But even if I change lock here https://github.com/grobian/carbon-c-relay/blob/master/aggregator.c#L240 to be write-lock (and remove unlock-lock from lines 244-245) it still fails to send any data out (but at least doesn't segfaults).

Civil commented 8 years ago

Also, no new rules were added, the only change that happend to the config - extra servers in upstream section. SIGHUP caused carbon-c-relay (v2.1 + commits to fix sighup) to exit and after that it started to consume twice amount of CPU and started to constantly crashing with SIGSEGV.

Civil commented 8 years ago

I'll try to fix TSAN errors and will make extra PR for them. The current one should fix only the crash itself.
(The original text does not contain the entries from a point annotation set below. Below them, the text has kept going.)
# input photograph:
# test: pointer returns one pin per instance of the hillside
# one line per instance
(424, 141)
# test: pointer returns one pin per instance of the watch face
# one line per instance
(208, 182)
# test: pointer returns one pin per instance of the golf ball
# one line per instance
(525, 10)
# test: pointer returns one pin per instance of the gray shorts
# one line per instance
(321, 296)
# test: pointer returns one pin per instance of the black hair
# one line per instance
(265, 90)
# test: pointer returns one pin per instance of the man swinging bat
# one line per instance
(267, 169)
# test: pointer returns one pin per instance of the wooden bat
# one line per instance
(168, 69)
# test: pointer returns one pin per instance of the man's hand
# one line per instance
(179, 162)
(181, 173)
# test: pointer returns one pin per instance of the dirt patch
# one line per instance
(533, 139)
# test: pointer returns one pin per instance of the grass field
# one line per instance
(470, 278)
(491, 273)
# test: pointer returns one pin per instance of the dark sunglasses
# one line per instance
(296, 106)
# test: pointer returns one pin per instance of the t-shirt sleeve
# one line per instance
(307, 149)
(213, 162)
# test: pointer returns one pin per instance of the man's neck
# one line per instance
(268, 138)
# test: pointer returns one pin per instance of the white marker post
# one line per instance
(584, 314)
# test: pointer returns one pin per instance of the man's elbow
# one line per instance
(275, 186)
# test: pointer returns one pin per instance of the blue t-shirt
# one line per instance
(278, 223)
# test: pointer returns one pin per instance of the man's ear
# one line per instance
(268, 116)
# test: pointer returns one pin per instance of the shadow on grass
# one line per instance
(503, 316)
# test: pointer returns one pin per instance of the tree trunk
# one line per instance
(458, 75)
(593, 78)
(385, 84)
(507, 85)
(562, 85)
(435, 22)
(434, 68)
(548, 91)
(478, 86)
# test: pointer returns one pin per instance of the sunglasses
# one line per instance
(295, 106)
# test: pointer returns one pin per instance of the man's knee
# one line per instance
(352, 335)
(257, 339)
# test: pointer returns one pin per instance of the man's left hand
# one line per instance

Civil commented 8 years ago

And also read after free during shutdown:

[2016-07-01 12:00:57] shutting down...
[2016-07-01 12:00:57] closed listeners for port 2003
[2016-07-01 12:00:57] stopped collector
[2016-07-01 12:00:58] stopped aggregator
=================================================================
==20613==AddressSanitizer: while reporting a bug found another one. Ignoring.
==20613==AddressSanitizer: while reporting a bug found another one. Ignoring.
==20613==AddressSanitizer: while reporting a bug found another one. Ignoring.
==20613==AddressSanitizer: while reporting a bug found another one. Ignoring.
==20613==AddressSanitizer: while reporting a bug found another one. Ignoring.
==20613==AddressSanitizer: while reporting a bug found another one. Ignoring.
==20613==AddressSanitizer: while reporting a bug found another one. Ignoring.
==20613==AddressSanitizer: while reporting a bug found another one. Ignoring.
==20613==ERROR: AddressSanitizer: heap-use-after-free on address 0x60600000ebb8 at pc 0x00000053dba3 bp 0x7fb5dbae8f70 sp 0x7fb5dbae8f68
==20613==AddressSanitizer: while reporting a bug found another one. Ignoring.
==20613==AddressSanitizer: while reporting a bug found another one. Ignoring.
==20613==AddressSanitizer: while reporting a bug found another one. Ignoring.
==20613==AddressSanitizer: while reporting a bug found another one. Ignoring.
==20613==AddressSanitizer: while reporting a bug found another one. Ignoring.
==20613==AddressSanitizer: while reporting a bug found another one. Ignoring.
==20613==AddressSanitizer: while reporting a bug found another one. Ignoring.
==20613==AddressSanitizer: while reporting a bug found another one. Ignoring.
==20613==AddressSanitizer: while reporting a bug found another one. Ignoring.
==20613==AddressSanitizer: while reporting a bug found another one. Ignoring.
==20613==AddressSanitizer: while reporting a bug found another one. Ignoring.
READ of size 8 at 0x60600000ebb8 thread T8
    #0 0x53dba2 in aggregator_putmetric /usr/src/carbon-c-relay/aggregator.c:205:13
    #1 0x52bb9e in router_route_intern /usr/src/carbon-c-relay/router.c:2899:7
    #2 0x529b5b in router_route /usr/src/carbon-c-relay/router.c:2980:8
    #3 0x503ed9 in dispatch_connection /usr/src/carbon-c-relay/dispatcher.c:404:25
    #4 0x502b97 in dispatch_runner /usr/src/carbon-c-relay/dispatcher.c:585:13
    #5 0x7fb5e413e493 in start_thread (/lib64/libpthread.so.0+0x7493)
    #6 0x7fb5e3a645dc in clone (/lib64/libc.so.6+0xe95dc)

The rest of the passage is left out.